A large number of teachers do not teach classes: they simply receive a paycheck -- some of them never showing up for work.

BTW: I heard the same about people working in government jobs in MX (and I heard it from a person you can believe).
They never or barely show up in the office but get big money each month.
And they have a university degree they did not earn, because it was bought by the parents, who have money and influence. And that´s also why they get these jobs and can afford not to work: Money and influence of their family.
I remember that a while ago german airline Lufthansa hired people in MX who had attended private universities, but experienced serious problems with their attitude regarding the work...see here (Sorry, it´s in german language)

Steve Cotton said...

Thank you for the article, Hollito. My german is so rusty that I could only understand part of it, but I get the drift.

Cory said...

I have done volunteer work at an orphanage East of Rosarito, Baja.
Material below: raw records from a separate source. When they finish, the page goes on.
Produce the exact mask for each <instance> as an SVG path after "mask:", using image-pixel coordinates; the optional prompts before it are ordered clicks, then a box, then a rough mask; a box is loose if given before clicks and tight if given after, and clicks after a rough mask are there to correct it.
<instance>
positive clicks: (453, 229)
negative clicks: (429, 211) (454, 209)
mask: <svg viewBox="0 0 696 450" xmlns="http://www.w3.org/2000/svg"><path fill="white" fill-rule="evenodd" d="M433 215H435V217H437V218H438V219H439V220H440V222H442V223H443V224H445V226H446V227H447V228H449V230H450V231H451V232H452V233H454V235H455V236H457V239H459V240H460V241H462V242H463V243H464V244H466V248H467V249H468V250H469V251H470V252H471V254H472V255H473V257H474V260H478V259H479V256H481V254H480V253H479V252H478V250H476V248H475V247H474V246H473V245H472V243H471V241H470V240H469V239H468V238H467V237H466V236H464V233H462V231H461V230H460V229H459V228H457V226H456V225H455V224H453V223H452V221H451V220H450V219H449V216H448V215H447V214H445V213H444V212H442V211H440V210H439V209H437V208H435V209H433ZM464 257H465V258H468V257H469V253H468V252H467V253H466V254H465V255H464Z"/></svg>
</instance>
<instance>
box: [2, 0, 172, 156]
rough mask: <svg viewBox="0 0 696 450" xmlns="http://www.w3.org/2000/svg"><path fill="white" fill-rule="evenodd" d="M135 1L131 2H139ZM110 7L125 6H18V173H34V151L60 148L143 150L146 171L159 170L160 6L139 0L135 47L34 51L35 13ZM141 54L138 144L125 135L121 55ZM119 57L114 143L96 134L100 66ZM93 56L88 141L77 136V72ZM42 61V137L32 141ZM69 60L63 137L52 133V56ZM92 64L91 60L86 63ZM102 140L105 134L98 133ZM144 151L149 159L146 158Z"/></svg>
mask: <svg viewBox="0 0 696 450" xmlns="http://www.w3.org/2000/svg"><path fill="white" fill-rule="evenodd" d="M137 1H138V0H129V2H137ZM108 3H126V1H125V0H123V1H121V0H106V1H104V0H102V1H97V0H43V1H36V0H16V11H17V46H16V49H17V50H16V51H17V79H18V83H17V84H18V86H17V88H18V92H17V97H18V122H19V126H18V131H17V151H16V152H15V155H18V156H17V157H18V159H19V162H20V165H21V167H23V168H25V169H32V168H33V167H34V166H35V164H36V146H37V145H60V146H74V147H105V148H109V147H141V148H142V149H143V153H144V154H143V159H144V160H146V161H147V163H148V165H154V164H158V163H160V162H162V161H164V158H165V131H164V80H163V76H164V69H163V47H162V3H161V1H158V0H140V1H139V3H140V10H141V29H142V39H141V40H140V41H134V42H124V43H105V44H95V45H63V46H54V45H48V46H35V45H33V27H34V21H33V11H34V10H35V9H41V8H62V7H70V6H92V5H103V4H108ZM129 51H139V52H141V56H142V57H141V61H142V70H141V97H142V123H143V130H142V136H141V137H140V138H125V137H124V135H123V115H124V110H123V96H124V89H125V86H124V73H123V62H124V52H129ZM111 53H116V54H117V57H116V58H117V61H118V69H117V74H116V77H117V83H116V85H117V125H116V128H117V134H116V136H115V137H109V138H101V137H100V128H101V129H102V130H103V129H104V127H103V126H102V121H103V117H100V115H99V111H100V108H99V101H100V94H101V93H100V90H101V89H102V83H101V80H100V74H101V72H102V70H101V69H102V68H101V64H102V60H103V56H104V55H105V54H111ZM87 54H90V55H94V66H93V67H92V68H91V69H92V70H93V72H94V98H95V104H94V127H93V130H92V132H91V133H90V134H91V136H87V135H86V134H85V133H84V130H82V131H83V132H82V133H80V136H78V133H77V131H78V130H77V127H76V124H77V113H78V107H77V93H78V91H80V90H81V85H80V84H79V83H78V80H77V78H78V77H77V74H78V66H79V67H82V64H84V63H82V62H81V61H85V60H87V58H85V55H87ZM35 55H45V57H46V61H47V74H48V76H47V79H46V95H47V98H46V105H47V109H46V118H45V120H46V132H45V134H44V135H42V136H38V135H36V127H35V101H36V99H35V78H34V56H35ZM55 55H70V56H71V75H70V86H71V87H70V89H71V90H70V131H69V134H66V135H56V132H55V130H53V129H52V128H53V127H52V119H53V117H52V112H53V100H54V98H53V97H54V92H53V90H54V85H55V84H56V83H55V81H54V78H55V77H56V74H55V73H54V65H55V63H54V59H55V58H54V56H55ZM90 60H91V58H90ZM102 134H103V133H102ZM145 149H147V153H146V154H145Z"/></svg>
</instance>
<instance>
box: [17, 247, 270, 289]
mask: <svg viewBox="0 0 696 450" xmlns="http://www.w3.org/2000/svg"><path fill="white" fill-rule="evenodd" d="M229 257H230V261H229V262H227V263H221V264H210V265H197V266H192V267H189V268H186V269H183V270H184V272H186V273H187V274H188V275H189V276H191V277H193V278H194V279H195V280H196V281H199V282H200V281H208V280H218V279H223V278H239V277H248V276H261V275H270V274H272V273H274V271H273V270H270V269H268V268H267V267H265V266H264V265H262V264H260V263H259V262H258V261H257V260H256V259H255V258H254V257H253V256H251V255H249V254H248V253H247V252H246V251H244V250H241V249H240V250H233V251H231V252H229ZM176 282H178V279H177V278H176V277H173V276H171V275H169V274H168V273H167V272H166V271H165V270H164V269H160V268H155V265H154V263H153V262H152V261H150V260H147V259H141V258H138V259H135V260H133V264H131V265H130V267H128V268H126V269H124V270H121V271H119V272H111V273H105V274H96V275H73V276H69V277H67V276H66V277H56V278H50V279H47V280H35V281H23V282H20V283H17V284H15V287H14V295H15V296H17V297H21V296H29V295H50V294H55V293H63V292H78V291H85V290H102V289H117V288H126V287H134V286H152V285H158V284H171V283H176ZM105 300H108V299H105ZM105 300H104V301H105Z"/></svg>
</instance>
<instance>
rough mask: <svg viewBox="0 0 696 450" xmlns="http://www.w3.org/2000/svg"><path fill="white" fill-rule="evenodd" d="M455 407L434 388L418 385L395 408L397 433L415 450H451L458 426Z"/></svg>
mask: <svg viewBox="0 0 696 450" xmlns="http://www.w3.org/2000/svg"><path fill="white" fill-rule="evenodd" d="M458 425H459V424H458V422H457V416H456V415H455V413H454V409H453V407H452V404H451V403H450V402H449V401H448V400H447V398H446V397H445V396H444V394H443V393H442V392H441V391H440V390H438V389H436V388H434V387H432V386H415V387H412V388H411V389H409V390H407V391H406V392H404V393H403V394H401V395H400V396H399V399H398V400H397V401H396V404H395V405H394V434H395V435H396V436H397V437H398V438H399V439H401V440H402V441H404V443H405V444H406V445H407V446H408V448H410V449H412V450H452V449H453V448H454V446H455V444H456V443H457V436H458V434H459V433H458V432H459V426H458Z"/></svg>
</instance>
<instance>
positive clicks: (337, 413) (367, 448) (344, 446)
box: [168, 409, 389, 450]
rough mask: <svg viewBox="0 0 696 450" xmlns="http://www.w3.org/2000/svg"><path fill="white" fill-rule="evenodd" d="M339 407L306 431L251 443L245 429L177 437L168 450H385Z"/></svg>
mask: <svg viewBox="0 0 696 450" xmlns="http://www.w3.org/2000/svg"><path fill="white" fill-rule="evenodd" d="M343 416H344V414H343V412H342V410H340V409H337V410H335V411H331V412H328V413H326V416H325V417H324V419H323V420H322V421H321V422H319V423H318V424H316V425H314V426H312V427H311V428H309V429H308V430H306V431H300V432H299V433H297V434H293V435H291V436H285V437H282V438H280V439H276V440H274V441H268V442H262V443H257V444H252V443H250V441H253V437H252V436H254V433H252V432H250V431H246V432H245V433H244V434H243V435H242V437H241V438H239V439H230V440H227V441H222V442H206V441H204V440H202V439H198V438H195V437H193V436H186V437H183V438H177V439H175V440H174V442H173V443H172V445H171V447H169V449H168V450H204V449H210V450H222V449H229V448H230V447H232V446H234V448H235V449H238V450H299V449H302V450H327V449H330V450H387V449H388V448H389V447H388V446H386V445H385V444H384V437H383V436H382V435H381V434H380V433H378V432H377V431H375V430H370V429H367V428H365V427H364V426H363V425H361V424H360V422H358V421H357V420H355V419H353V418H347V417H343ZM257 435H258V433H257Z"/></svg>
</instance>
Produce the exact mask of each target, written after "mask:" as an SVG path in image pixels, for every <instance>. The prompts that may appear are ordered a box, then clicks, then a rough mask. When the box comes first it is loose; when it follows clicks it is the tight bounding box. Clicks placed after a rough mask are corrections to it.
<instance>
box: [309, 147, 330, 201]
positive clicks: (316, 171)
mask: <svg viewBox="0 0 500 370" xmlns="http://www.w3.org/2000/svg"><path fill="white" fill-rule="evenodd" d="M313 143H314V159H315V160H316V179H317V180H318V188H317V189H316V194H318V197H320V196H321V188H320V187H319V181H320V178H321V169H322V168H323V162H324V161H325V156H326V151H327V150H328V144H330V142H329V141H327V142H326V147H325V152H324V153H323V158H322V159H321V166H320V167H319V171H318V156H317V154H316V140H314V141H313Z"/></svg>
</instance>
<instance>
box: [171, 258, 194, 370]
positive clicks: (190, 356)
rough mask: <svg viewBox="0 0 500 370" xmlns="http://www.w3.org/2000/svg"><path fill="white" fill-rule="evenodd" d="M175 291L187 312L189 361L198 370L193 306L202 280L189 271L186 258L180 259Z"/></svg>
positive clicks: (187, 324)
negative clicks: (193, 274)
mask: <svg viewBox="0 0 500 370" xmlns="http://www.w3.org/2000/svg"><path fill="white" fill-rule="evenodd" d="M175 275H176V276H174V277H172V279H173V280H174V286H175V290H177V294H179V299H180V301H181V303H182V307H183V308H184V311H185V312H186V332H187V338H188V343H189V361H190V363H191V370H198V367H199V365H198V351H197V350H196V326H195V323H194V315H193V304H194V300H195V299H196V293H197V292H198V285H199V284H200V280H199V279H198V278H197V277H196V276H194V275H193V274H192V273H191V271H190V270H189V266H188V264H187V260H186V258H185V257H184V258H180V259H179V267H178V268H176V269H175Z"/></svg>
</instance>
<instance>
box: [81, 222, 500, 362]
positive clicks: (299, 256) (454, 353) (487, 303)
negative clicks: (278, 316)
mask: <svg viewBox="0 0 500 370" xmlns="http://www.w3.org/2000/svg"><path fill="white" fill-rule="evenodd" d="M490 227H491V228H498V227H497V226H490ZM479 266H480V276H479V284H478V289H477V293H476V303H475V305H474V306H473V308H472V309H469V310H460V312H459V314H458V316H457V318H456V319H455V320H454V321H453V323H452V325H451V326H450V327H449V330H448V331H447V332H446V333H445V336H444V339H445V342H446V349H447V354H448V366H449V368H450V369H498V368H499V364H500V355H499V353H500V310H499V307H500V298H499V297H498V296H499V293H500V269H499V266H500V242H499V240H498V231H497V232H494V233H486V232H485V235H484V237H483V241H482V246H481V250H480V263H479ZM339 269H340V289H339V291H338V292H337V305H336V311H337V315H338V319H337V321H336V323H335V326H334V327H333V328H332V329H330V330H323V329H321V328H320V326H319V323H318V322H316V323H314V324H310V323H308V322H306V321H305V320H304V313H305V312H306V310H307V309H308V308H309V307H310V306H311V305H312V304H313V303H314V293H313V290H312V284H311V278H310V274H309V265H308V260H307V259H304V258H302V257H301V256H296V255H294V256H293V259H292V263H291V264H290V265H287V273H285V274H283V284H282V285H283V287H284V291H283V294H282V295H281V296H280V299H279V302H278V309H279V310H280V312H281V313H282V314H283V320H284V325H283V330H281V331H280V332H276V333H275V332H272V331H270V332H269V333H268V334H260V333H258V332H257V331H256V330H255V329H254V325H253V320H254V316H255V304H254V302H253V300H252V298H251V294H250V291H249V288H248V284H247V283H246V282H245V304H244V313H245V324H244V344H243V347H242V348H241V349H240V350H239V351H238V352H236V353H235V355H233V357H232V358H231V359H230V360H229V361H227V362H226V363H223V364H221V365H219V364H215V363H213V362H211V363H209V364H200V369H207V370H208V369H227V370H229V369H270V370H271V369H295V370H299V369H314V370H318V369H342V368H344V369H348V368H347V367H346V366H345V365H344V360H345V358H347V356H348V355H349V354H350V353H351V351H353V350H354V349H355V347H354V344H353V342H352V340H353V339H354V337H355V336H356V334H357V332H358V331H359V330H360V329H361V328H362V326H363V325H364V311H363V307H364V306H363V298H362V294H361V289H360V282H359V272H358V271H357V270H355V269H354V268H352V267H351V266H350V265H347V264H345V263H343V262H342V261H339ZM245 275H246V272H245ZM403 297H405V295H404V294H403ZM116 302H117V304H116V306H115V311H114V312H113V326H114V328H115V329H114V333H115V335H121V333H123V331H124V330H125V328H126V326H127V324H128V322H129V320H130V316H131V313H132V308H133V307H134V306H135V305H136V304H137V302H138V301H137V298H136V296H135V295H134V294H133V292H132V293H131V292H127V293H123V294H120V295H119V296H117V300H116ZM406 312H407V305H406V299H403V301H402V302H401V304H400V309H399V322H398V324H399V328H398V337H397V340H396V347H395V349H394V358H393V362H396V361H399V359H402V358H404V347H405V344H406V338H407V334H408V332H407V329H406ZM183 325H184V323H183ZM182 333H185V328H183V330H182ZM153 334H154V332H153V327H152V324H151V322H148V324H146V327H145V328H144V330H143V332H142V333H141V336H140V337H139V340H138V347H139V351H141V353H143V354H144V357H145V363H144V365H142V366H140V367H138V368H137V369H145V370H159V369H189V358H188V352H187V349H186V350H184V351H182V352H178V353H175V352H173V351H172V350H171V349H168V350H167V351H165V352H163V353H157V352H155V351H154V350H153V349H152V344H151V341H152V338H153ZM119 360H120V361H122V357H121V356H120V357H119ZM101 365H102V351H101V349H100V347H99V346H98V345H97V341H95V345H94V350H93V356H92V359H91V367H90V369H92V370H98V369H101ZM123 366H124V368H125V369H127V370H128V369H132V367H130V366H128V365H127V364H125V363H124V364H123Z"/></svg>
They have graduated some top notch students who have gone into the university system and have done well.

But on the other side the Mexican government has also made some hideous decisions in regards to this orphanage. It is a long and very sad story. Short version ... they had to start over ... purchasing new property and taking in new kids, as the others were taken away, to who knows where.

Corruption in government, you gotta love (I mean hate) that.

Steve Cotton said...

Cory -- Most of the readers of this blog would give you a heart "amen" on the corruption comment. Hope cannot thrive where the system is stacked against achievement. I give crrdit to President Calderon for tackling the problem, but it will take more than one man to resolve it.